It’s fair to say that I’ve created a few data warehouses in my time and retired a few more. Not all of my efforts were shining successes – but to be fair, Gartner and others studiously report that nearly two-thirds of all data warehouse projects fail. Whether they are marts, warehouses, or enterprise data warehouses (EDW), one thing seems to be constant – the bigger they are, the harder they fall. This is because they take so long to reach their potential (if ever) and take so much effort to create. The goal of a single source of truth is always just over the next hill. The dream of a 360-degree view of an organization is ever-expanding, just like the universe we live in.
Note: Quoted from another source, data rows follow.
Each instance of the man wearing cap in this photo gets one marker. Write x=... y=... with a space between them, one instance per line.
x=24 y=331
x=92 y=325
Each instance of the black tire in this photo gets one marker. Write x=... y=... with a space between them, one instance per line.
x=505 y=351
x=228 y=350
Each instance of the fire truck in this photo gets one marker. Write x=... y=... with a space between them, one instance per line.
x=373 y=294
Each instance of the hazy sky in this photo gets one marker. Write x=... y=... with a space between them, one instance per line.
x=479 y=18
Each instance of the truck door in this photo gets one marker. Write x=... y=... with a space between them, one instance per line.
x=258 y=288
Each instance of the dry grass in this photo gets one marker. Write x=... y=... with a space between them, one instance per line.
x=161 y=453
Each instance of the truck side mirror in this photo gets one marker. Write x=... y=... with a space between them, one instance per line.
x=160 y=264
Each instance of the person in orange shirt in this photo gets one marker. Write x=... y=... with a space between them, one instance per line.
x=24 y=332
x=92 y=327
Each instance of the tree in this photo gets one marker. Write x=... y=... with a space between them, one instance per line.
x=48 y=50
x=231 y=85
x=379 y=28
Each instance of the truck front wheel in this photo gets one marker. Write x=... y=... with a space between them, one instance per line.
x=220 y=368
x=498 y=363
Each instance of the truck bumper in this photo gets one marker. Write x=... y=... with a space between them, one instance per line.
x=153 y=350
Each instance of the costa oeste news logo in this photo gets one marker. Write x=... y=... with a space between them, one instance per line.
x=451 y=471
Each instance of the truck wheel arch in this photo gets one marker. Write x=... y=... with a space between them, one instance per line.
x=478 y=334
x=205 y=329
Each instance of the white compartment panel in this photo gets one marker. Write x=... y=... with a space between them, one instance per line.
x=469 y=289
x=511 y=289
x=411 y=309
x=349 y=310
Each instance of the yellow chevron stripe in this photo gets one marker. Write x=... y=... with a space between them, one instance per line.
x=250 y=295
So if two-thirds fail, that still means that one-third succeed, right? I’m afraid not – at least, not any more. It used to be acceptable to run long, error-prone data processing cycles to move massive amounts of data (usually of dubious quality) into huge and expensive databases, just for the privilege of looking at month-old data. Even then we couldn’t really look at it – it still took an army of business intelligence specialists to shape the data and create reports for the business to consume. Today, data-driven organizations want their data served up now – and with a heaping side of insight! The old paradigm simply doesn’t cut it anymore.
Being the helpful technologists that we are, we tried to beat the problem to death with hardware – upgrading fr om SMP (symmetric multiprocessing) to MPP (massive parallel processing). We built expensive optimized appliances and tried huge arrays of commodity grid computers, but the pesky problem still lived. A few clever folks figured out that we should stop moving the data around just to fiddle with it, or move it to where the centralized compute power resides. It’s a bit like the “Chinese Whispers” game – the more times you hand the data off, the longer it takes to process and the more it changes. A simpler approach is to move the data just once (to grid storage) and then move the compute power to where the data lives!
Enter the rise of the Enterprise Data Lake (EDL), which lets us write once and read often. With storage becoming so cheap, we can now afford to dump massive amounts of all kinds of data into the lake. New technology allows us to move the compute processing to wh ere the data is stored (or entirely in memory) at a fraction of the cost and effort of warehousing. The best part of this approach is that the data is available almost immediately. All of that sounds great, but there is of course a downside – if you don’t perform data management, it can quickly become a (pick your water body metaphor) swamp, moat, ditch…you get the idea. Even so, I think it will soon be safe to say, “The EDW is dead, long live the EDL!”